In this context, the farm-level carbon intensity of 4,73 kg CO₂-eq per liter of milk is broadly consistent with international estimates for production systems in developing countries, which range from 2,5 to 7,5 kg CO₂-eq per liter [53,54]. This indicates that, although mitigation efforts at the provincial scale are evident, considerable potential remains to enhance the efficiency of individual farms. Strategies such as optimized feeding, improved manure management, selective animal breeding, and the implementation of agroforestry and silvopastoral systems can substantially increase carbon sequestration in both biomass and soil without compromising productivity [55,56].

In tropical regions such as Zamora Chinchipe, this form of carbon sequestration is particularly strategic given the pressures of deforestation, agricultural expansion, and the ongoing intensification of mining activities [57]. However, widespread adoption of sustainable practices by producers requires time, continuous training, and crucially tangible outcomes such as increased milk yields, which are essential to ensure both producer acceptance and the long-term sustainability of these interventions.

5. Conclusions

The livestock systems assessed in Zamora Chinchipe, with an average farm size of 41 ha and a mean emission intensity of 4,73 kg CO₂-eq per liter of milk produced, retain forest remnants that function as carbon sinks, thereby contributing substantially to carbon storage in both biomass and soil and partially offsetting on-farm emissions. Altitude emerged as a key determinant of soil properties: at higher elevations, organic matter and total nitrogen contents were greater, resulting in lower soil bulk density. Conversely, higher concentrations of nutrients such as boron and magnesium were detected at lower elevations, indicating a distinct altitudinal pattern in element distribution.

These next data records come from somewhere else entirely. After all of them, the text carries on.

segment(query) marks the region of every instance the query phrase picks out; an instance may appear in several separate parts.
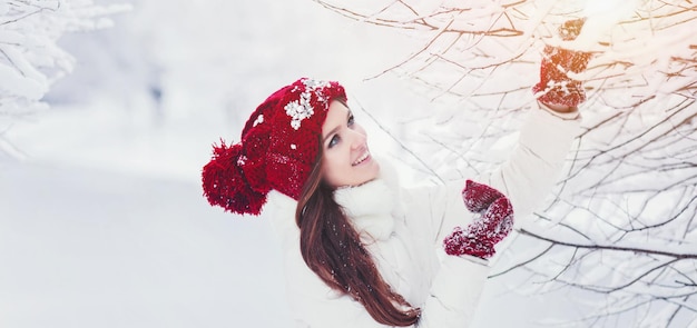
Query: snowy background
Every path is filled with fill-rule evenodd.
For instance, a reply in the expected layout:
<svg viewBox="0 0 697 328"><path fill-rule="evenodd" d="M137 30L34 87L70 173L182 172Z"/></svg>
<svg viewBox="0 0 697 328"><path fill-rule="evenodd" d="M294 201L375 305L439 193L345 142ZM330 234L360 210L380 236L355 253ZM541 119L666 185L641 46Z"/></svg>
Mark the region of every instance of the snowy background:
<svg viewBox="0 0 697 328"><path fill-rule="evenodd" d="M300 77L341 81L383 120L442 106L391 74L364 81L419 44L310 0L132 4L63 36L76 68L50 109L3 127L0 327L289 327L267 220L202 197L210 145ZM375 152L405 156L356 117ZM475 327L582 314L567 301L580 294L504 292L521 279L491 280Z"/></svg>

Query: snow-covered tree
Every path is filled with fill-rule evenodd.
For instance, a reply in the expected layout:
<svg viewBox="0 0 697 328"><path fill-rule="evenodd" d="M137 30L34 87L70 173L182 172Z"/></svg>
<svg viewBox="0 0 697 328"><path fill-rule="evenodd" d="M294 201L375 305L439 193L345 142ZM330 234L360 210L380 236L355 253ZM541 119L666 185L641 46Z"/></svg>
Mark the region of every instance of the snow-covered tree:
<svg viewBox="0 0 697 328"><path fill-rule="evenodd" d="M57 44L60 37L109 27L107 16L127 9L90 0L0 2L0 152L16 152L6 131L18 119L47 109L41 98L72 70L73 58Z"/></svg>
<svg viewBox="0 0 697 328"><path fill-rule="evenodd" d="M522 271L517 289L528 294L585 295L587 311L553 325L697 325L695 1L315 1L413 39L413 52L391 53L402 59L371 78L395 73L433 99L381 126L413 131L413 165L434 179L504 158L544 44L592 51L573 76L588 101L565 177L493 276ZM581 34L562 41L557 27L575 18L587 19Z"/></svg>

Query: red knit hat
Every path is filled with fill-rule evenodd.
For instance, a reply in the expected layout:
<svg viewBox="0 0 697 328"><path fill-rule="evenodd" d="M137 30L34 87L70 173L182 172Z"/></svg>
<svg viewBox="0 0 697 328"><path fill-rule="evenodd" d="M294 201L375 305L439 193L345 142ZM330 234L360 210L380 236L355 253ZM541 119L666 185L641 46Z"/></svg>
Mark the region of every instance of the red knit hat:
<svg viewBox="0 0 697 328"><path fill-rule="evenodd" d="M302 78L271 95L252 113L238 143L213 145L204 166L204 196L236 213L259 215L275 189L295 200L318 153L330 103L346 99L334 81Z"/></svg>

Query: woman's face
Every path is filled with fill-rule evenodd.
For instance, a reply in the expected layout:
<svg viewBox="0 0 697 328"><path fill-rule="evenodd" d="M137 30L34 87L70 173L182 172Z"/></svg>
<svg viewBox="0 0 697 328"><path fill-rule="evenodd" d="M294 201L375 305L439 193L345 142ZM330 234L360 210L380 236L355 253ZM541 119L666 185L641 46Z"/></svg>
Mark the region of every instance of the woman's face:
<svg viewBox="0 0 697 328"><path fill-rule="evenodd" d="M322 173L334 188L355 187L377 178L380 166L367 149L363 127L341 101L334 100L322 126Z"/></svg>

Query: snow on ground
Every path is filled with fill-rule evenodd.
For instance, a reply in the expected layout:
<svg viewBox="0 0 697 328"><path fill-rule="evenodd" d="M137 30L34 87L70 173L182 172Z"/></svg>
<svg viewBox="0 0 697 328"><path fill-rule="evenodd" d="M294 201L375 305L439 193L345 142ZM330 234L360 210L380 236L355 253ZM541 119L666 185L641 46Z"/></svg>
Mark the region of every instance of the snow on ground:
<svg viewBox="0 0 697 328"><path fill-rule="evenodd" d="M233 141L264 97L301 76L337 79L369 109L432 106L399 81L360 82L401 59L381 56L375 30L312 1L176 3L138 3L135 21L66 41L82 52L52 109L6 132L17 152L0 155L0 327L289 327L267 220L202 196L210 143ZM295 10L304 21L281 20ZM356 118L375 152L396 156ZM475 327L537 327L550 305L565 311L552 296L502 294L505 282L491 280Z"/></svg>
<svg viewBox="0 0 697 328"><path fill-rule="evenodd" d="M24 162L1 188L0 327L287 326L267 220L194 183Z"/></svg>

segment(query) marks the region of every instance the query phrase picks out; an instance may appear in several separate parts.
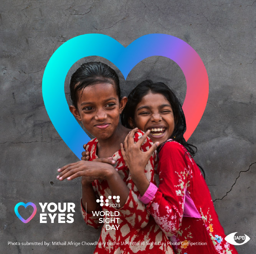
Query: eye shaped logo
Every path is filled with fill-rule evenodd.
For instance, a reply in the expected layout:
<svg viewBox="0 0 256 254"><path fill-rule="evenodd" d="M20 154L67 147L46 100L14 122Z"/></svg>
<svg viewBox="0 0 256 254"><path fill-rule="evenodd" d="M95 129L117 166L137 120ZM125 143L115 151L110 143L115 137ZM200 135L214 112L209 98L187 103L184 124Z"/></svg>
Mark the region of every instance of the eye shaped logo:
<svg viewBox="0 0 256 254"><path fill-rule="evenodd" d="M100 205L101 206L103 206L104 204L103 204L103 196L101 196L100 197L100 198L101 199L100 200L99 199L97 199L96 200L96 202L97 203L99 203L100 202L101 202L101 203L100 204ZM112 197L111 196L109 196L108 197L109 199L111 199L112 198ZM117 196L116 197L116 196L113 196L113 199L116 199L116 202L117 203L119 203L120 202L120 200L119 200L119 198L120 198L120 197L119 196ZM105 205L106 206L109 206L109 200L108 199L106 199L105 200Z"/></svg>
<svg viewBox="0 0 256 254"><path fill-rule="evenodd" d="M237 232L235 232L234 233L230 234L225 238L225 240L226 240L228 243L229 243L230 244L233 244L233 245L241 245L242 244L244 244L250 239L250 238L248 236L245 234L244 234L244 236L236 236L235 235L236 233L237 233ZM244 240L243 243L236 243L235 241L235 240L241 239Z"/></svg>
<svg viewBox="0 0 256 254"><path fill-rule="evenodd" d="M27 206L28 206L29 205L31 205L34 209L34 211L33 211L32 214L26 220L25 220L23 219L20 216L20 213L19 213L19 212L18 211L18 207L21 205L24 206L25 208L26 208ZM16 214L18 218L20 219L20 220L22 221L23 223L28 223L28 222L30 221L33 218L33 217L35 215L36 213L36 206L34 203L31 203L31 202L29 202L26 204L23 203L23 202L20 202L20 203L18 203L18 204L16 204L16 205L15 206L15 207L14 208L14 211Z"/></svg>

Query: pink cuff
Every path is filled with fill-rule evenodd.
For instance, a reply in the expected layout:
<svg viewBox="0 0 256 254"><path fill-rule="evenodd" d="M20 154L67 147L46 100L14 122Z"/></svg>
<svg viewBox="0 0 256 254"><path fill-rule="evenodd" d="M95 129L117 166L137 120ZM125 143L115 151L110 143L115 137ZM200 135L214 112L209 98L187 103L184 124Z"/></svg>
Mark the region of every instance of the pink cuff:
<svg viewBox="0 0 256 254"><path fill-rule="evenodd" d="M157 187L154 184L150 182L144 195L142 197L139 195L139 199L144 204L146 205L154 197L157 191Z"/></svg>

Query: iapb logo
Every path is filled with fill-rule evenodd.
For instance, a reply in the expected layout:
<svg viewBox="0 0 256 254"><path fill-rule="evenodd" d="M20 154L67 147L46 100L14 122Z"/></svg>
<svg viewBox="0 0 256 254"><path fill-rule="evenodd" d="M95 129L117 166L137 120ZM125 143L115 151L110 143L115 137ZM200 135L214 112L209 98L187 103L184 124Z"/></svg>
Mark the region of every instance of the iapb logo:
<svg viewBox="0 0 256 254"><path fill-rule="evenodd" d="M230 234L225 238L225 240L228 243L229 243L230 244L233 244L233 245L241 245L242 244L244 244L250 239L250 238L245 234L244 234L244 236L236 236L235 235L236 233L237 233L237 232L235 232L234 233ZM244 241L243 243L239 243L236 242L235 240L244 240Z"/></svg>

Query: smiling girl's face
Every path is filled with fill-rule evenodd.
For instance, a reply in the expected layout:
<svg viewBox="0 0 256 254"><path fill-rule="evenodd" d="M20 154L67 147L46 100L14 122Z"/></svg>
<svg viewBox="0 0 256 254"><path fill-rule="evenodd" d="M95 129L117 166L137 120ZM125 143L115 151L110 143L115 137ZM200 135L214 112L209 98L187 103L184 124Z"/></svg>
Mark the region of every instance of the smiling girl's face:
<svg viewBox="0 0 256 254"><path fill-rule="evenodd" d="M72 113L99 141L111 138L116 131L127 98L119 102L114 85L109 83L89 85L79 95L77 108L70 106Z"/></svg>
<svg viewBox="0 0 256 254"><path fill-rule="evenodd" d="M149 129L149 137L154 143L166 141L174 129L174 118L171 105L161 93L150 92L137 105L130 125L144 132Z"/></svg>

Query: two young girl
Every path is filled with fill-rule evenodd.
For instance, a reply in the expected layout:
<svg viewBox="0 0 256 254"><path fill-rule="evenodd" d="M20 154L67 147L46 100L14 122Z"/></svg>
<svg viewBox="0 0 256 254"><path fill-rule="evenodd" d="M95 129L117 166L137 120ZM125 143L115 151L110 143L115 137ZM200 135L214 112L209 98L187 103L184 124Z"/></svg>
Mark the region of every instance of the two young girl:
<svg viewBox="0 0 256 254"><path fill-rule="evenodd" d="M71 81L72 79L73 76ZM162 231L159 230L155 222L170 237L176 253L237 253L233 246L224 240L224 231L215 211L210 192L190 155L194 154L193 149L183 138L186 129L185 119L181 106L172 91L163 83L144 82L131 93L122 115L122 123L126 127L138 127L146 132L154 142L162 144L158 153L157 171L160 182L158 188L152 180L154 155L150 157L155 147L150 148L147 139L141 148L145 136L142 138L141 132L136 129L131 131L125 139L130 130L118 123L117 111L115 116L112 118L107 113L110 110L109 108L113 107L111 103L116 103L119 112L123 109L122 100L117 95L116 81L113 82L111 79L96 82L89 80L86 81L88 86L84 87L84 80L81 78L74 82L74 89L77 89L74 94L78 95L78 100L76 102L73 100L74 106L71 107L71 110L82 121L86 128L90 128L89 131L97 138L87 144L90 160L98 157L110 157L114 150L119 149L120 143L122 143L123 156L121 151L118 151L111 159L102 159L101 161L108 163L80 161L67 165L59 170L61 172L59 179L71 180L82 176L82 205L84 208L87 205L88 213L84 212L88 223L95 227L98 226L99 218L88 213L99 210L94 191L96 189L99 195L105 197L118 195L116 187L120 185L118 188L122 190L122 197L119 195L122 203L118 211L121 214L122 227L111 234L106 232L103 226L99 243L120 242L126 239L139 240L140 243L143 241L145 243L145 239L149 239L156 243L156 238ZM107 91L109 93L104 93ZM93 98L95 94L97 95L96 99ZM88 97L88 95L91 97ZM111 96L112 99L115 98L115 102L107 100L109 95L109 99ZM126 100L123 100L125 105ZM118 101L119 104L116 102ZM109 101L110 105L107 104ZM87 117L87 114L92 115ZM116 123L112 125L113 128L108 129L112 124L111 119L114 118L117 121L113 121ZM135 133L135 131L138 132ZM139 138L141 138L139 140ZM111 152L110 149L112 149ZM83 155L87 158L88 154L84 152ZM118 174L111 165L113 160ZM124 160L129 171L127 166L124 166ZM147 168L149 163L149 170ZM124 182L126 184L123 185ZM142 195L139 197L140 201L137 198L138 190ZM146 205L146 209L140 201ZM103 206L102 208L111 210L109 207ZM154 221L151 216L148 221L147 211L154 217ZM135 228L135 220L141 221L142 218L139 228ZM141 228L148 221L147 226ZM122 227L125 227L123 230ZM162 242L166 241L165 237L163 233L161 235ZM99 246L96 253L171 252L164 247L160 251L162 252L157 252L159 246L155 248L154 246L147 248L146 244L134 247L126 246L125 249L123 246L113 249L112 246L112 249L104 249Z"/></svg>
<svg viewBox="0 0 256 254"><path fill-rule="evenodd" d="M139 200L139 192L121 154L120 144L130 130L119 122L127 98L121 98L116 72L100 62L84 64L72 75L70 88L73 103L71 111L96 138L86 147L90 161L63 167L58 170L60 174L57 178L71 180L82 177L81 205L85 220L95 228L104 224L94 253L173 253L166 235ZM139 140L143 134L138 131L133 141L151 155L156 147L148 138L144 143ZM114 166L92 161L111 157L114 160ZM154 182L156 161L155 153L145 164L144 174L149 182ZM99 199L104 201L100 206L97 202ZM100 212L105 214L103 223ZM118 216L109 217L106 212Z"/></svg>

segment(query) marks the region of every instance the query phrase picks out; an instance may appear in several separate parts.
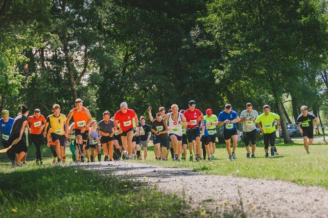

Livestock stocking density also exerted significant effects on multiple soil attributes. Higher densities were associated with increased organic matter, total nitrogen, and iron contents, while parameters such as pH, boron, calcium, and magnesium tended to decline. A clear correlation between stocking density and greenhouse gas emissions was also observed, underscoring the necessity of more efficient and sustainable livestock management practices. Taken together, these findings highlight the critical role of integrating forest conservation with rational livestock management as complementary strategies to reduce the environmental footprint of livestock production in tropical mountain regions.